What “Chance the Cat” really is, is a deconstructed bittersweet rom-com with a cat and a Secret Service agent, which employees the gimmick of starting each section/paragraph by asking “Does it matter…” or stating “What mattered was…” or some other variant of the aforementioned questions/statement. Of the 49 section/paragraphs, only 5 do not use this hook. There must be a reason for this, right? Those 5 parts must contain some weight to them, because dramatically, when a pattern is created in the narrative, inevitable it will be broken for effect. I am not faulting Means for this structure in his storytelling, merely identifying it.
I bring all of this up because, as I said earlier, the story is a com-com. There is a meet cute, a budding relationship, a jointly cared for cat, a break up, and then the melancholy remembrance of the time shared. There are jumps in time, as the story doesn’t follow a linear format, which works well with the bittersweet tone of the story. I enjoyed how the story played with how disparate people come together, the crutch they use to stay together, in this story the cat, and how as time passes, it still isn’t clear how one should deal with those emotions from that time together. Using the “Does it matter…” “What mattered…” gimmick plays very well into that theme.

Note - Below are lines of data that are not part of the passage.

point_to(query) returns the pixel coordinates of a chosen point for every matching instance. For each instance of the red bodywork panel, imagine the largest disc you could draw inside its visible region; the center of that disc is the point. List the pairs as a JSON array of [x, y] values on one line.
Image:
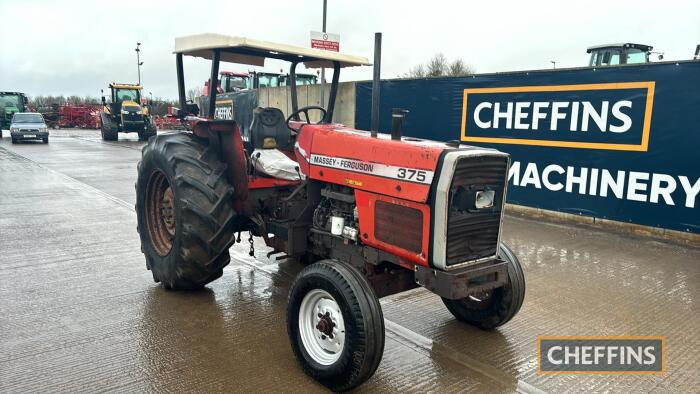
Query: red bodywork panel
[[379, 169], [337, 154], [365, 209]]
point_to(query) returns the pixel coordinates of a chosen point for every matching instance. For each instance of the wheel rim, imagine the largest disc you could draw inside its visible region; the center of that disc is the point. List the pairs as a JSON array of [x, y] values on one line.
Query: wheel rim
[[478, 301], [160, 213], [321, 327]]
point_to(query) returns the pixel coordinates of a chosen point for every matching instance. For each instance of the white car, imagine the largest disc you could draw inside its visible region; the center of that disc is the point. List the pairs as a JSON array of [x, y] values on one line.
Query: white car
[[28, 126]]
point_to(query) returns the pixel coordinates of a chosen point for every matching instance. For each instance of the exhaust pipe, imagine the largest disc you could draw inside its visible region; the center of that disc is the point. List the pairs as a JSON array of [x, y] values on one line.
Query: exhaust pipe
[[374, 124], [397, 115]]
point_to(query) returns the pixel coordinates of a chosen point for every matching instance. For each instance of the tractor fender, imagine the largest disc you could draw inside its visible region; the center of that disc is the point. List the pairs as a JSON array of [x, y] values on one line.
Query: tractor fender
[[225, 137]]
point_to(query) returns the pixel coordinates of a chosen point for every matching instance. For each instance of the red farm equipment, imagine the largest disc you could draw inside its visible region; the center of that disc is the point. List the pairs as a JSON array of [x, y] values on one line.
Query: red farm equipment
[[369, 214], [84, 116]]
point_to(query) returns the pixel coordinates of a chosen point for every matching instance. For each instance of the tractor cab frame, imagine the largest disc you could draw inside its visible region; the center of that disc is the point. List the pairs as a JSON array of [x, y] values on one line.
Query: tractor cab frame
[[218, 48], [618, 54]]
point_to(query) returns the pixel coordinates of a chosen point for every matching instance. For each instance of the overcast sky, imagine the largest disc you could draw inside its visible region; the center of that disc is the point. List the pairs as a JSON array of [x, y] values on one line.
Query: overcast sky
[[78, 47]]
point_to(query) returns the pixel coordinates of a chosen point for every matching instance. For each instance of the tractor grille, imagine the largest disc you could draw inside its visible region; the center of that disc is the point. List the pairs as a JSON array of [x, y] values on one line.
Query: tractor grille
[[473, 233], [132, 117], [399, 225]]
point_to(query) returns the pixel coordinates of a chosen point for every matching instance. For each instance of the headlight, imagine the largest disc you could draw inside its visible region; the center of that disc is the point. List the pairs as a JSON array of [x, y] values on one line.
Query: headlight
[[484, 199]]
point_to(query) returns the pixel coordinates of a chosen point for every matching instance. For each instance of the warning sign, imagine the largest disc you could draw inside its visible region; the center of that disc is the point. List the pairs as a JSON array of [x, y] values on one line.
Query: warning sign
[[325, 41]]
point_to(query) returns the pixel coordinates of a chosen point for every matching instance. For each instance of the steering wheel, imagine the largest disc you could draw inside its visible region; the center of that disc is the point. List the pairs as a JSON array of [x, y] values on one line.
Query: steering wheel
[[305, 111]]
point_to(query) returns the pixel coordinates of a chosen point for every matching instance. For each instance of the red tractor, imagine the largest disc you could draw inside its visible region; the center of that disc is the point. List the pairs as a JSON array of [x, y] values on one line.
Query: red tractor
[[370, 215]]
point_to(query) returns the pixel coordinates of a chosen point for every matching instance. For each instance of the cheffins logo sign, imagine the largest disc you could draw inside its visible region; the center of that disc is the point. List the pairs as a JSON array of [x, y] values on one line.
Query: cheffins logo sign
[[611, 116]]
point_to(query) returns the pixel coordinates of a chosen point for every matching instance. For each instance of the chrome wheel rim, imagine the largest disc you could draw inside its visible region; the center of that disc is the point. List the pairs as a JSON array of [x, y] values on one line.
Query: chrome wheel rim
[[321, 327]]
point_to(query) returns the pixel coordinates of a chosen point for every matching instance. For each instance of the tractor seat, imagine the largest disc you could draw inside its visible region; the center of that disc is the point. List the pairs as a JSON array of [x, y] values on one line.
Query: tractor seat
[[269, 130]]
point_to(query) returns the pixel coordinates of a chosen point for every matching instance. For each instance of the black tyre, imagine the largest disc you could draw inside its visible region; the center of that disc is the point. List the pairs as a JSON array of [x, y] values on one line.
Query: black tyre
[[109, 130], [185, 211], [335, 325], [495, 307]]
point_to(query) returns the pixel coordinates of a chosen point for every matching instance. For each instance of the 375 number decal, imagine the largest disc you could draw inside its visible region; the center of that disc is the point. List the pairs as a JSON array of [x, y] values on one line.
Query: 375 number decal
[[411, 175]]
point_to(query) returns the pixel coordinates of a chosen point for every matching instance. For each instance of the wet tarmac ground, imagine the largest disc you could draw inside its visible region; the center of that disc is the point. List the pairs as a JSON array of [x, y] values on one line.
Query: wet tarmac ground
[[79, 311]]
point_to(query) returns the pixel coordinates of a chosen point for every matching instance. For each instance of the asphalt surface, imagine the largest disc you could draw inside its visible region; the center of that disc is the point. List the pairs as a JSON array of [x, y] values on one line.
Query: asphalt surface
[[79, 311]]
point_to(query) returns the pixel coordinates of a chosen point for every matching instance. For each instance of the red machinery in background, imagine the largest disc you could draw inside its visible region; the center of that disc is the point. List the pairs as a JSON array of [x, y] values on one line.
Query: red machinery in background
[[170, 121], [84, 116]]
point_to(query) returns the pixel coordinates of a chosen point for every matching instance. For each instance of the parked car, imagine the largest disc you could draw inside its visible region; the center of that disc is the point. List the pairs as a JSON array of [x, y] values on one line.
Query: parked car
[[28, 126]]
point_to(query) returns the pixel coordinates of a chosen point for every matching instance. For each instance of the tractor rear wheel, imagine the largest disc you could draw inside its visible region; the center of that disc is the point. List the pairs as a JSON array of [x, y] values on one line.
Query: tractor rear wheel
[[109, 130], [335, 324], [496, 307], [184, 206]]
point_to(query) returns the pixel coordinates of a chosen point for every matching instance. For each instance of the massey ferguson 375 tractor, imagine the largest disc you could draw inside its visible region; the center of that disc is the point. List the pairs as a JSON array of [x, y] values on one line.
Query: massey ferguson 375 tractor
[[370, 215]]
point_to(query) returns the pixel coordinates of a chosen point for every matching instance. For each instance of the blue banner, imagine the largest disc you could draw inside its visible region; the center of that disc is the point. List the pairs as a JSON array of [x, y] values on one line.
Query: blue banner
[[617, 143]]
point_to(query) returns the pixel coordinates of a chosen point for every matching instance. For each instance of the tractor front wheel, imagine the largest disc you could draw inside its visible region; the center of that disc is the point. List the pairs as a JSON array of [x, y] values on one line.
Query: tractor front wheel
[[184, 205], [335, 324], [496, 307]]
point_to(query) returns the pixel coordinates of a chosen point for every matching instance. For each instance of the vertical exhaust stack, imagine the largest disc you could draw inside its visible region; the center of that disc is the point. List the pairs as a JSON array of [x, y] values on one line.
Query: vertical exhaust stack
[[374, 124], [397, 115]]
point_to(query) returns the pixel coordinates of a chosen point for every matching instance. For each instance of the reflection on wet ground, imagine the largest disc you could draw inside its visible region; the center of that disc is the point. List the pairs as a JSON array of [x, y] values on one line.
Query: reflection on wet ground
[[79, 312]]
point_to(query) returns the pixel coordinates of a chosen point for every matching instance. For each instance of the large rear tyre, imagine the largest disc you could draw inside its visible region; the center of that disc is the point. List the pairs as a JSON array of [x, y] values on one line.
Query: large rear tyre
[[335, 325], [109, 130], [185, 211], [495, 307]]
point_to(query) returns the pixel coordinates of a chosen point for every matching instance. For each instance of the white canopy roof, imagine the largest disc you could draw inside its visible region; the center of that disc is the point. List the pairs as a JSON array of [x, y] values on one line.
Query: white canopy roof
[[253, 52]]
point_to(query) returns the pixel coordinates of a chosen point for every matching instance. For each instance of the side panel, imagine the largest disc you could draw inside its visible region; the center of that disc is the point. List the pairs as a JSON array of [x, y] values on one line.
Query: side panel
[[366, 205], [348, 157]]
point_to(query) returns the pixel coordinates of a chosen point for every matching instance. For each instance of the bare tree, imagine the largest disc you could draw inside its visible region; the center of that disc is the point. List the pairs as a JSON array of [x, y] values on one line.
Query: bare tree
[[436, 66], [439, 66], [459, 68]]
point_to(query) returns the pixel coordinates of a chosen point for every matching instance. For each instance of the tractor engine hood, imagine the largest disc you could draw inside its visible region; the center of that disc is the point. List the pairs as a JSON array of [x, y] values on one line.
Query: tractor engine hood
[[128, 105], [403, 169]]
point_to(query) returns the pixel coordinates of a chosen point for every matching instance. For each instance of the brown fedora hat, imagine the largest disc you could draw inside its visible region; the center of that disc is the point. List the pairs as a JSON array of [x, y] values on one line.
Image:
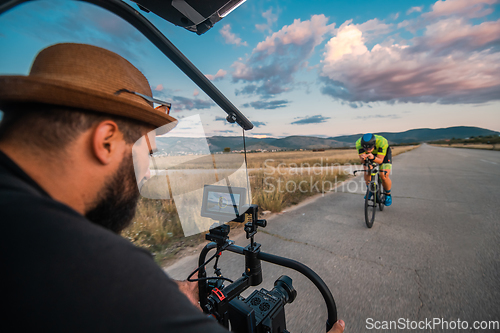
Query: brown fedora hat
[[85, 77]]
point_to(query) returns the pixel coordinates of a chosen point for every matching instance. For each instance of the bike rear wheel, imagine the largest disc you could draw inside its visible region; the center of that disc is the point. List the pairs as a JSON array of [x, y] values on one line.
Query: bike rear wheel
[[370, 206], [381, 196]]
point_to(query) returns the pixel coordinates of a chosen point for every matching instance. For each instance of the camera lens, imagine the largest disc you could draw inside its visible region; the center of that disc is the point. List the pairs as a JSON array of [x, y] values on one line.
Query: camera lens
[[283, 286]]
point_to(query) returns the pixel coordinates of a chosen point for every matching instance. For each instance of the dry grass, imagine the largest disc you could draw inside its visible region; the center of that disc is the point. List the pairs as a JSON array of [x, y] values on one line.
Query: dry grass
[[156, 225], [472, 146]]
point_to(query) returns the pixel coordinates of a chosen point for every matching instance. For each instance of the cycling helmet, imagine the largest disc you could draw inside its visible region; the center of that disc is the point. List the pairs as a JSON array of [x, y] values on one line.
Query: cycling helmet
[[368, 141]]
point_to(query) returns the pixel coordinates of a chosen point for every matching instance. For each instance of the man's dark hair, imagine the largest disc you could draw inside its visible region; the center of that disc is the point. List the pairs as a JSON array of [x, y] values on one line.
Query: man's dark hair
[[50, 127]]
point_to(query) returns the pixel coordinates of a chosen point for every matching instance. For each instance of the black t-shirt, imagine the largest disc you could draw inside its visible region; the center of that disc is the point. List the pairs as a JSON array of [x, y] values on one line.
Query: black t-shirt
[[62, 273]]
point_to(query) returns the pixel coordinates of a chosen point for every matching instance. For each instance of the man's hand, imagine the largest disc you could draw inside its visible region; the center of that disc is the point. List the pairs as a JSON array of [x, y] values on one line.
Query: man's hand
[[190, 289], [338, 327]]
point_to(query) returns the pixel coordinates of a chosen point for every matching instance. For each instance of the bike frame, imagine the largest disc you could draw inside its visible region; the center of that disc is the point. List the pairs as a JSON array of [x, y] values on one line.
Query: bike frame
[[253, 275]]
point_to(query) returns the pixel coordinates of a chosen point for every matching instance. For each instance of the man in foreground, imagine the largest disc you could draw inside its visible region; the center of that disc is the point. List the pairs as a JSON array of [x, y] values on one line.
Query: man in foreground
[[376, 148], [68, 188]]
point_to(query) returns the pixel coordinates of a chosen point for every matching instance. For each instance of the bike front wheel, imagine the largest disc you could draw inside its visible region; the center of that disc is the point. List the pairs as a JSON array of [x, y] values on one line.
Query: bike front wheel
[[370, 206]]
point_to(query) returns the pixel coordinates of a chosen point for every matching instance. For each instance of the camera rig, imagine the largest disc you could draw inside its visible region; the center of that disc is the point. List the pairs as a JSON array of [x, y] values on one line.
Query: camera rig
[[262, 311]]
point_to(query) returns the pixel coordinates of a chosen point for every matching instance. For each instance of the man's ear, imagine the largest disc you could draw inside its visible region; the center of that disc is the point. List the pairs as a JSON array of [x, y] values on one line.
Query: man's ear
[[107, 141]]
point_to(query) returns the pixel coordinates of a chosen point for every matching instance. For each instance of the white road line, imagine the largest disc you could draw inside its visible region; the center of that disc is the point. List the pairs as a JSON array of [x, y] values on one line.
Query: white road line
[[489, 162]]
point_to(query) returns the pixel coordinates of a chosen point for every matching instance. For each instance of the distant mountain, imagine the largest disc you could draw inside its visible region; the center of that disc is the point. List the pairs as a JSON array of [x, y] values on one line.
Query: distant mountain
[[177, 145], [425, 134]]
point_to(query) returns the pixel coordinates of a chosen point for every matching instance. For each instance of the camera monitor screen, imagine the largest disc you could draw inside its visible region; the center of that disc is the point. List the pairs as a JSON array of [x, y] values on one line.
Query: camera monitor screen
[[219, 202]]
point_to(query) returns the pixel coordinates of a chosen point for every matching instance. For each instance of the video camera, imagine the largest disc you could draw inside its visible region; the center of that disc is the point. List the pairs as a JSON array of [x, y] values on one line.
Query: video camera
[[262, 311]]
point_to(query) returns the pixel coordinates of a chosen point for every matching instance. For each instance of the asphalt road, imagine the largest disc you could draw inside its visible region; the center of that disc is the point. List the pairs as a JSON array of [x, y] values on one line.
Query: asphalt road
[[435, 253]]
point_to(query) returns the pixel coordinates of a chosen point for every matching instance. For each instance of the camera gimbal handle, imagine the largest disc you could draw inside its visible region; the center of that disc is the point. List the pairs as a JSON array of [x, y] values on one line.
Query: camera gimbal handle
[[277, 260]]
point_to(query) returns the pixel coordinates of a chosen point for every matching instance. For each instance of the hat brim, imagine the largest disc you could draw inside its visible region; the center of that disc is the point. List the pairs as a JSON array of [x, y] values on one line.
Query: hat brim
[[26, 89]]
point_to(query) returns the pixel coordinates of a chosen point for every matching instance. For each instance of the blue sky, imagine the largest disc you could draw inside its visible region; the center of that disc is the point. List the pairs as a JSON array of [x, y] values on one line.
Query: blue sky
[[322, 68]]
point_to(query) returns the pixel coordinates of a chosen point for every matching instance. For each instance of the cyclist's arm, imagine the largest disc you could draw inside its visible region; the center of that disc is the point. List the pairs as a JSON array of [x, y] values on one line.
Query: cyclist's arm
[[378, 159]]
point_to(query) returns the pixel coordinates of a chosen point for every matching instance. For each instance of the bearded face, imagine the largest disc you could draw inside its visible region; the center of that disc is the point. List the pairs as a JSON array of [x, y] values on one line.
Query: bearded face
[[115, 207]]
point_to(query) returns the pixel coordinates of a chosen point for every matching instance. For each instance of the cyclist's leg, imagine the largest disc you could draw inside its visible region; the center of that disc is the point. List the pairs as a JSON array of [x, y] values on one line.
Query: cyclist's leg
[[366, 175], [386, 166], [384, 176]]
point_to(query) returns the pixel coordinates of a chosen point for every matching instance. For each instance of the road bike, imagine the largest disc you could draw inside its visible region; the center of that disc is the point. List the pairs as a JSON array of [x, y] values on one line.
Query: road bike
[[375, 195]]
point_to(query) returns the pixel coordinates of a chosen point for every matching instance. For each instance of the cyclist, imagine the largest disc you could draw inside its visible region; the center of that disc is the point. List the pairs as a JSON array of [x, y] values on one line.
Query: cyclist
[[376, 148]]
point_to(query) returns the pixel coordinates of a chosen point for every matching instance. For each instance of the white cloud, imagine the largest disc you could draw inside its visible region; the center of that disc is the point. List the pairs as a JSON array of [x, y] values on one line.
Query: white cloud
[[464, 8], [270, 17], [274, 61], [414, 9], [230, 37], [451, 63], [349, 41]]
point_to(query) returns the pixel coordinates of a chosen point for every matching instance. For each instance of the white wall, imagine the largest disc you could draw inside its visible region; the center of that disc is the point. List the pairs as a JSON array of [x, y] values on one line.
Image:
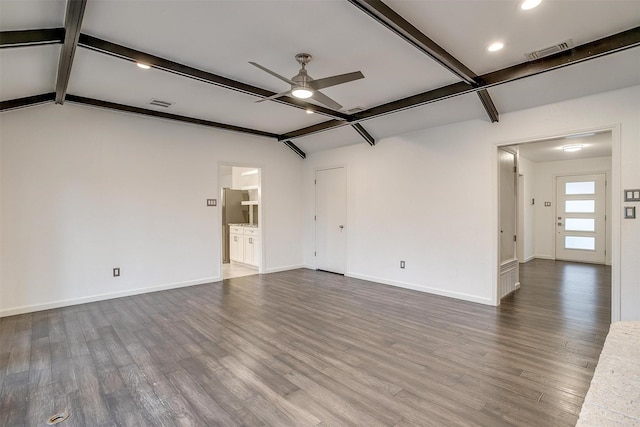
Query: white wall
[[545, 190], [430, 198], [84, 190]]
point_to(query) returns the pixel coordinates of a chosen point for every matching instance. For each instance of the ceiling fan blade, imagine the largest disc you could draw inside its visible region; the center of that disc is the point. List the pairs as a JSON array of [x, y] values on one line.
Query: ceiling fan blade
[[273, 73], [324, 99], [276, 95], [336, 80]]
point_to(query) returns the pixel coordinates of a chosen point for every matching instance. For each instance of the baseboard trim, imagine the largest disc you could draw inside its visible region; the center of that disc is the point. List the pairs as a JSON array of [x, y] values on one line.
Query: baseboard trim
[[101, 297], [422, 288], [285, 268]]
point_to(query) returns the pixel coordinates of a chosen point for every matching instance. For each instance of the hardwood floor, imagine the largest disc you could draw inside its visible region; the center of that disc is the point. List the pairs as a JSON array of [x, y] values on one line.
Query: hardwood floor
[[311, 348]]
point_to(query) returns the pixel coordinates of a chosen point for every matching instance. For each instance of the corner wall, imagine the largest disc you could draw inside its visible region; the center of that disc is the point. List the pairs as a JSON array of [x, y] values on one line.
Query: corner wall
[[430, 198], [85, 190]]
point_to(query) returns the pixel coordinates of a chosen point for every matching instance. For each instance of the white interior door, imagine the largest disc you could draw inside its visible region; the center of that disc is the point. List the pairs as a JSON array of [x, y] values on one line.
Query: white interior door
[[580, 225], [331, 217]]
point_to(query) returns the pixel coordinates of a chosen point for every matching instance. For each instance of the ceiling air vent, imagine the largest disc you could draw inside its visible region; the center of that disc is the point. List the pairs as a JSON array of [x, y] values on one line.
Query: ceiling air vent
[[548, 51], [159, 103], [355, 110]]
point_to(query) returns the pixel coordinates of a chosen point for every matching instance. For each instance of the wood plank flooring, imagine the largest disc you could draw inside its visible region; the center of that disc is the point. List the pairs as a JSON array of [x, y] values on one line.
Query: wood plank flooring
[[306, 348]]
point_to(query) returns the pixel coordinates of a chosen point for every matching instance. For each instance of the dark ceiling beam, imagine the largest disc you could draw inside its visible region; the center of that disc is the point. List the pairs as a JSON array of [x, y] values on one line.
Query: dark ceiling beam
[[310, 130], [588, 51], [488, 105], [616, 43], [129, 54], [295, 149], [72, 24], [28, 101], [168, 116], [363, 133], [400, 26], [382, 13], [22, 38]]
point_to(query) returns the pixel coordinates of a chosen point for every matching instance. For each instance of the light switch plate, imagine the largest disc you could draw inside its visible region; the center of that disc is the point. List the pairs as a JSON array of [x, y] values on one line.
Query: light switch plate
[[632, 195], [629, 212]]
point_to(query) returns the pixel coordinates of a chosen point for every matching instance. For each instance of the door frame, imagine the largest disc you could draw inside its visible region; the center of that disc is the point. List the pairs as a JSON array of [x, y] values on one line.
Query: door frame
[[606, 211], [615, 188], [346, 183], [261, 215]]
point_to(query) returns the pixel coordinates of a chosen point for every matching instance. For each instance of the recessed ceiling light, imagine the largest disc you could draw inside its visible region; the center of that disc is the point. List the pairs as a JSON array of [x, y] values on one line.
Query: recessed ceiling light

Did I mention the Secret Service agent? Yeah… this is the only issue I had with the story. (Well, it was a little long in parts…) You see, this couple lives down the street from the Obama’s in Chicago, and as such, there are Secret Service agents on the block checking people who live there as they come and go. Being that this information is essential to the breakup and the climax to the story, I found it an odd decision to share this with us about 2/3 way through the piece. A good amount of time is spent on this agent, whose purpose in the narrative is only to annoy the guy so he loses the cat. That’s it. The agent doesn’t weigh on the girl’s mind years later, nor is there some sort of connection between the girl and the agent, which I thought would happen as it would play into the complication of the central relationship. That was just me hoping for something to justify the agents existence.
I try very hard not to impose what I want to see happen in a story, but only to analyze and critically examine what the writer has presented to the reader. I kind’a fudged this one. In my defense, except for one character choice, I did enjoy “Chance the Cat.” I enjoyed the structure David Means created to tell this story, and there are many details that layered and deepened the central characters. But that agent…
(And then I got an anonymous comment this morning telling me that the story was about race, and how it was mind boggling that I could miss that. At first I left a quip about boggling minds, thanked the person for their comment, and asked what they thought the Agent represented.
I went about my day, but that comment kept poking at the back of my head. Was the story all about race? Could that be right? And if that was true, did I honestly completely miss that?
So, I went back and reread the story… and I took a whiff on this one.
And I’m embarrassed by that.
Rereading the piece, I now see what I missed and glossed over. Especially William’s reaction to the agent stopping him.
Something still doesn’t sit right with me when it comes to this story. I will stick with my original reaction of the Obama’s being down the street, along with the introduction of the Agent, 2/3rds of the way through the story. That Agent and all of his passages still feel odd to me; not fitting in with the rest of the flow of the story.
But I think the bigger question in all of this, is why did I whiff so hard on this piece? What I wrote in the last paragraph of my original review reveals everything, and shows my mistake. As I reread the piece, I began to discover how I had errored; I didn’t critically analyze what David Means presented, but started to impose in my mind what I wanted the story to be and glossed over what didn’t fit in with my judgement. I got caught up in thinking I knew better. That was my mistake. I want to own up to, and promise to do better.
Also, I want to thank the anonymous commenter who did an appropriate job of smacking me upside the head.)